Las Vegas Sun

April 18, 2024

Clark County School Board hears the grim budget details it confronts

School District

Justin M. Bowen / File photo

The Clark County School District administration building in Las Vegas.

School budget meeting

KSNV coverage of Clark County School Board meeting to discuss budget crisis, Feb. 17, 2011.

Click to enlarge photo

Carolyn Edwards

Click to enlarge photo

Gov. Brian Sandoval addresses the Las Vegas Chamber of Commerce Wednesday, January 26, 2011 at a luncheon held at the Four Seasons Hotel in Las Vegas.

This has all the makings of fiscal chaos:

Before the Clark County School District knows how much money it’ll have for the next two years, it will first have to:

• Negotiate contracts with teachers, administrators and clerical staff.

• Talk employees out of pay raises they were scheduled to receive.

• Decide whether to lay off of as many as 3,800 teachers and others, or cut 33 days out of the school year, or cram so many students into classroom as to risk making them unmanageable.

• Adopt a final budget by May.

And then, maybe by late June at best, the district will know how much money it has to spend under the budget hammered out by Gov. Brian Sandoval and the Legislature.

This was all laid out Thursday at a special meeting of the School Board.

“This is devastating all the way around,” said Joyce Haldeman, the district’s associate superintendent and chief lobbyist.

School Board President Carolyn Edwards said, “For all of the teachers and support staff out there, this is not what we’re going to do.”

She said these issues are subject to negotiations with the teachers union and others. But she noted that “rumors are already running wild.”

Teachers union President Ruben Murillo said in an e-mail about contract negotiations, “Just starting. Nothing to report.”

Sandoval has proposed significant funding cuts in K-12 education to help balance the state budget.

And he has proposed taking money the district has banked for bond payments on school construction — also to help balance the state budget.

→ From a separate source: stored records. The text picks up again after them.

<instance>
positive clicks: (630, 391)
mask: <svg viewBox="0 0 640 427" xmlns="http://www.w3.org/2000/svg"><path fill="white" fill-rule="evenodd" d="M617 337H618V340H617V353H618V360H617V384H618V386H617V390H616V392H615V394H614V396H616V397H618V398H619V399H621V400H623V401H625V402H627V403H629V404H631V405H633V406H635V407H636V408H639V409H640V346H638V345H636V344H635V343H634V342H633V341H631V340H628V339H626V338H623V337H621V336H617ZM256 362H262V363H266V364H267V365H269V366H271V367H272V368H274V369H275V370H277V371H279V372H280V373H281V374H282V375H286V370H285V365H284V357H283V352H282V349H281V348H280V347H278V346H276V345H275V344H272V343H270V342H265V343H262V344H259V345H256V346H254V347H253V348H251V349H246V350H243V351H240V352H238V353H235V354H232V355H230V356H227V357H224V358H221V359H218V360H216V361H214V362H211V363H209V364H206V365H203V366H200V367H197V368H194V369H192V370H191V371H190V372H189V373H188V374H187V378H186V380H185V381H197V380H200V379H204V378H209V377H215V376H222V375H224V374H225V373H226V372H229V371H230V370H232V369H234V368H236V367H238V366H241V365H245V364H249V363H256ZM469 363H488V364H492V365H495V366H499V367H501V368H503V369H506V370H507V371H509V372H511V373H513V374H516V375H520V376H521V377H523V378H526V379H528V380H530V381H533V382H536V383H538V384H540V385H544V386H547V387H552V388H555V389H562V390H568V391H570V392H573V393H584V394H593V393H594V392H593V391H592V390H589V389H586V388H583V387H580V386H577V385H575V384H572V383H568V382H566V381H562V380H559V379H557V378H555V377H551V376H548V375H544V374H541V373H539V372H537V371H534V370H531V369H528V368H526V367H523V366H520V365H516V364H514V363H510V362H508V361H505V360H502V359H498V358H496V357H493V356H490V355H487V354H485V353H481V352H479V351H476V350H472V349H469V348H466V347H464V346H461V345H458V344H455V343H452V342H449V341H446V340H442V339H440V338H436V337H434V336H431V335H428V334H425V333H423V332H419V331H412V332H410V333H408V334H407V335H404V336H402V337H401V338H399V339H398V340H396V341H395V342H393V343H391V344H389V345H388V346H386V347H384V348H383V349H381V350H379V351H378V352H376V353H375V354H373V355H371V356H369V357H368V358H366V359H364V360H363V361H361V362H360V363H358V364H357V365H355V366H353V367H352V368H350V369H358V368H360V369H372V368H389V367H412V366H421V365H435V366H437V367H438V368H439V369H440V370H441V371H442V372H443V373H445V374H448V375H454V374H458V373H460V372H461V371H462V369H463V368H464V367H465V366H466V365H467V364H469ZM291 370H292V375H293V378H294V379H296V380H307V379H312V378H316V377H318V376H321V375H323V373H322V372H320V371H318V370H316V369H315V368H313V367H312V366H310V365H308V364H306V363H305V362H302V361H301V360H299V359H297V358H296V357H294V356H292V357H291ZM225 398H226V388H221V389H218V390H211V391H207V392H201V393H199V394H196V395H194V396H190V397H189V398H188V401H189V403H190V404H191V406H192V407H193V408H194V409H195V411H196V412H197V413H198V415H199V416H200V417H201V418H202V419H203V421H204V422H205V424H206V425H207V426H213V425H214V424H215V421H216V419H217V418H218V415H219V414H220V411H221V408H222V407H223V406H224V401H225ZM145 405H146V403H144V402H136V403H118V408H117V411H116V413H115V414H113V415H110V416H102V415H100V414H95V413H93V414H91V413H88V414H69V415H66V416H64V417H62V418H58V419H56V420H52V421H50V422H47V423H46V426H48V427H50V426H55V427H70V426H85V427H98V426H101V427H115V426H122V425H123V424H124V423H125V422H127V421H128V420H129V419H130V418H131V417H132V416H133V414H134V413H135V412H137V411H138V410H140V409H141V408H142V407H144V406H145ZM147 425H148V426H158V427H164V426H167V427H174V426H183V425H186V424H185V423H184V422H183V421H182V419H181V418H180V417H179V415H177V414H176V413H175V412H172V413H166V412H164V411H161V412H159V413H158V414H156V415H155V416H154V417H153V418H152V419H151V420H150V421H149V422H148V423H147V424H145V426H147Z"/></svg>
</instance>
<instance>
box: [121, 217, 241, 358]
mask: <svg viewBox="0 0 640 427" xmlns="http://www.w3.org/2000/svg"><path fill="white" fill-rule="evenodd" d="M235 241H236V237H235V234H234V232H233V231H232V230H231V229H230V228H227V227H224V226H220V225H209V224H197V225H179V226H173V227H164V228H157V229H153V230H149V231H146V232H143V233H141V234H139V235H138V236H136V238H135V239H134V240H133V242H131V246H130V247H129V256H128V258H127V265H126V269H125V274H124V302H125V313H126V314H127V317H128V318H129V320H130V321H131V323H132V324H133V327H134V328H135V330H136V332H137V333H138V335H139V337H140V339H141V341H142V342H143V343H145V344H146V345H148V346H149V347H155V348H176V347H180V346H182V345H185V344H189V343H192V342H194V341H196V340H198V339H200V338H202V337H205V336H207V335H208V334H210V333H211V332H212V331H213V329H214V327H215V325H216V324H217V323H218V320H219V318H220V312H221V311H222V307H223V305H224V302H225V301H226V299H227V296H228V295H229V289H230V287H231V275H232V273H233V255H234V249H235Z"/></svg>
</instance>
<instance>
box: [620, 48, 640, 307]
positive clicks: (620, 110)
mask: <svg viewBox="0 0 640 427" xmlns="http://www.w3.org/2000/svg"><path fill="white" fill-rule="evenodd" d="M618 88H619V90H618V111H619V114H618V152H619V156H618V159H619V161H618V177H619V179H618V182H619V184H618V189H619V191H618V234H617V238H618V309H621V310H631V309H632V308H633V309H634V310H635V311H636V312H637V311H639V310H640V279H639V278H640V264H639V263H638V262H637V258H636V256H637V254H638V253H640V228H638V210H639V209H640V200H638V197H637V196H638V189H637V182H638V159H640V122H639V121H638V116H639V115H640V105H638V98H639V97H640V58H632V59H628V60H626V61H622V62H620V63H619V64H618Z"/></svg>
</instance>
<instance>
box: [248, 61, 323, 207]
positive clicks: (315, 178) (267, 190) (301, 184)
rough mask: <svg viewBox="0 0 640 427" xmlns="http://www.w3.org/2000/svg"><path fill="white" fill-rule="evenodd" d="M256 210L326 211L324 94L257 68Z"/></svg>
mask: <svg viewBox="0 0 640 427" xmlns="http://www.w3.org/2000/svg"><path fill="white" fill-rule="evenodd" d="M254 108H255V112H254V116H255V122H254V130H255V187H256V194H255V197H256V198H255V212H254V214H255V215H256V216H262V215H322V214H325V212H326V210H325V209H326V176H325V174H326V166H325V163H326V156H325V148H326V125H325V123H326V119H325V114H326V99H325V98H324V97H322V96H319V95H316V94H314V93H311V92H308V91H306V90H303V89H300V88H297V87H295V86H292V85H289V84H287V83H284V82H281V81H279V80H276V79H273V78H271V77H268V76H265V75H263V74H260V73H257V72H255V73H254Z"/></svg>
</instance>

Sandoval wants to take $300 million in debt service reserves to shore up the budget. Later, $150 million would be returned to the district for salaries and other operating expenses. The School Board, some members close to tears, voted 7-0 to oppose using the money to balance the budget or “for any other purpose” not approved by voters in the 1998 vote for the multibillion-dollar bond that created the reserves.

Statewide, Sandoval wants more than $425 million in debt service reserves reassigned.

The district’s options are limited.

School Board member Linda Young wondered whether the district could sue the state to stop the use of debt service reserves.

Bill Hoffman, the district’s top lawyer, said no legal action could be taken until after the Legislature approves a budget. If lawmakers agree to raid the funding, which is unclear this early in the session, the district might argue the move is illegal, Hoffman said.

“We’re faced with a situation where we originally said we were going to do one thing (with the money) and the public expects that to happen, and now the circumstances have changed,” Hoffman said.

“That one thing,” he added, “is that the money was going to be used for capital things rather than operational things.”

John Cole, the newest board member, was on the committee overseeing the voter-approved bond in 1998.

“We’re robbing Peter to pay Paul,” Cole said. “We’re robbing the future to pay the present.”

Jeff Weiler, the district’s chief financial officer, said the district might sell new bonds, but they would carry higher interest rates and hurt the district’s ability to maintain and repair schools.

Haldeman said: “The message we’ll take to Carson City is we don’t approve of the governor’s plan.”